Employers are no longer united in their opposition to businesses being forced to pay into company pension funds.
The EEF manufacturers’ organisation has published a report advocating compulsory pension payments – despite warnings from other employers’ groups that this could lead to reduced salaries and redundancies.
Its report, Rethinking Pensions: Preparing for an Ageing Society, called for “a modest compulsory contribution” from all employees and employers.
The Pensions Commission called the report a “comprehensive contribution” to the debate.
TUC general secretary Brendan Barber said the EEF had recognised that “with the many rights that businesses enjoy come responsibilities”.
The EEF report said contributions should initially be set at 2% of all earnings and then gradually be increased to 4% of all earnings between 2015 and 2025 – with contributions payable by both employees and employers.
Under the EEF proposals, employers would be encouraged to make extra voluntary contributions as well.
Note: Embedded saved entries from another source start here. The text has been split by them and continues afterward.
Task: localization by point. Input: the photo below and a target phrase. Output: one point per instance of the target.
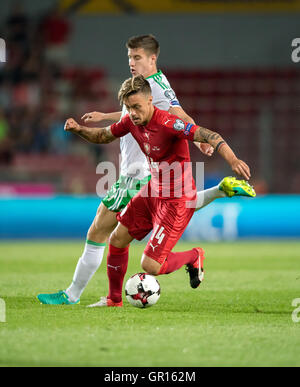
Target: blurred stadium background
(230, 65)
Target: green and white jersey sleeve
(163, 95)
(133, 161)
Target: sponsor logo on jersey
(178, 125)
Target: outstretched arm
(219, 144)
(207, 149)
(94, 135)
(97, 117)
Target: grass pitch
(240, 316)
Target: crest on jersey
(147, 148)
(178, 125)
These would be collected by the government through the National Insurance system.
The strategy is also based on enhancing the basic state pension and less regulation of any additional voluntary occupational and private pension provisions.
EEF president Alan Wood said this “three-pillar” approach was fully costed by the Pensions Policy Institute and set out a constructive and realistic solution to the UK’s pensions crisis.
But Stephen Hill, pensions policy adviser at the British Chamber of Commerce (BCC), strongly disagreed with the EEF’s conclusions. He said that recent BCC research showed one third of employers believed compulsory pensions would force them to freeze salaries, while one in five would be forced to cut jobs.
Susan Anderson, CBI director of HR, said: “While we see the attractiveness of this solution to engineering firms which already contribute to employee pensions, most smaller firms simply could not afford to take such an approach.”